A-3769-02T2 (N.J. Super. App. Div. 2004) (Unpublished)

ZONING; LIGHT MANUFACTURING; LIGHT INDUSTRIAL—In the zoning context, light manufacturing and light industrial each constitute the putting together of a product mix to result in a finished product.

A landscaper conducted its business from two leased parcels of property. The parcels were located in a zone that permitted limited manufacturing and light industrial operations. The local zoning officer denied the business a permit because the zone prohibited use of the land for service activities and construction storage. Specifically, the local ordinance only permitted “light manufacturing” and “light industrial” operations, and landscaping did not fall under those categories. The landscaper appealed, asking the local zoning board to reverse the officer’s findings and to grant approval for its current use.

The zoning board upheld the officer’s ruling, holding that the zone did not permit service businesses such as landscaping. Furthermore, the ordinance stated that any uses not specifically permitted were prohibited, and landscaping was not specifically mentioned as an acceptable use.

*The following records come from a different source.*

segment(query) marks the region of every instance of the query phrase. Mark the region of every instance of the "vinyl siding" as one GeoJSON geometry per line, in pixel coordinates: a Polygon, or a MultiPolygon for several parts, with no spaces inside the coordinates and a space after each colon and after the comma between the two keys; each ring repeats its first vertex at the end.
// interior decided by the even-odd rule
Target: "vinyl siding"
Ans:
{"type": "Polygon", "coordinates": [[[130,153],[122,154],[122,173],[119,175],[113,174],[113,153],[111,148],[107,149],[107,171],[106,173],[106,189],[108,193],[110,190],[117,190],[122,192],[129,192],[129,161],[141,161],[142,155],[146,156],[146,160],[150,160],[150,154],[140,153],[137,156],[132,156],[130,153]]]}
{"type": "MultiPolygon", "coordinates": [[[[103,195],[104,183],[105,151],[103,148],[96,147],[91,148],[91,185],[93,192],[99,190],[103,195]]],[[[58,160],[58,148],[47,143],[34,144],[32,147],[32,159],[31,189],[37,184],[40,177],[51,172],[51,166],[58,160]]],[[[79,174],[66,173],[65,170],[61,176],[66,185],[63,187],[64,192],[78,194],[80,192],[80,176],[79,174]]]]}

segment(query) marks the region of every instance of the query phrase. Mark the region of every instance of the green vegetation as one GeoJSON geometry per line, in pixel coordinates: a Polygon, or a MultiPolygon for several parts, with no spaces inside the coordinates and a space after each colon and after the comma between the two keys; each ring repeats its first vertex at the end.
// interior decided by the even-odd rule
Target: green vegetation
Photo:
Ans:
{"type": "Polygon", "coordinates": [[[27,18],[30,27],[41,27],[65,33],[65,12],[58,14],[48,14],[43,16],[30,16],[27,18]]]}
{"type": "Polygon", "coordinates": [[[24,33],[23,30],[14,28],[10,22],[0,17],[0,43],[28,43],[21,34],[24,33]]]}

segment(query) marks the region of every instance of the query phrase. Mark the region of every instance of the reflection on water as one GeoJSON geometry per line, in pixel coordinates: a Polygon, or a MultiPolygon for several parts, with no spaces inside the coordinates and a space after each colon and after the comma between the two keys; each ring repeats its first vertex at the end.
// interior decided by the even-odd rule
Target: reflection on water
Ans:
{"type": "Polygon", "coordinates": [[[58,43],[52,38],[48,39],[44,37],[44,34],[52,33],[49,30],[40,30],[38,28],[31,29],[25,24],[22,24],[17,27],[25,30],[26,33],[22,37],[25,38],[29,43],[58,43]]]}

On appeal, the question before the lower court and the Appellate Division was: what constitutes “light manufacturing” and “light industrial”? The lower court first stated that deference must be given to local boards in determining this answer. Nonetheless, it went on to define the terms as meaning “the fabrication for commerce.” Specifically, “light manufacturing” or “light industrial” constitutes the putting together of a product mix to come out with a finished product. In contrast, landscaping is primarily a business of service: a landscaper goes to a site; grades the site; and puts a design on the site for railroad ties, for driveways, or for shrubbery. “It’s artistic in nature.” Therefore, it doesn’t constitute fabrication or the putting together of a product on the particular site where its own facility is located. As a result, the lower court held that the board’s decision to deny the permit because landscaping was not an acceptable use was not arbitrary, capricious or unreasonable and the Appellate Division agreed.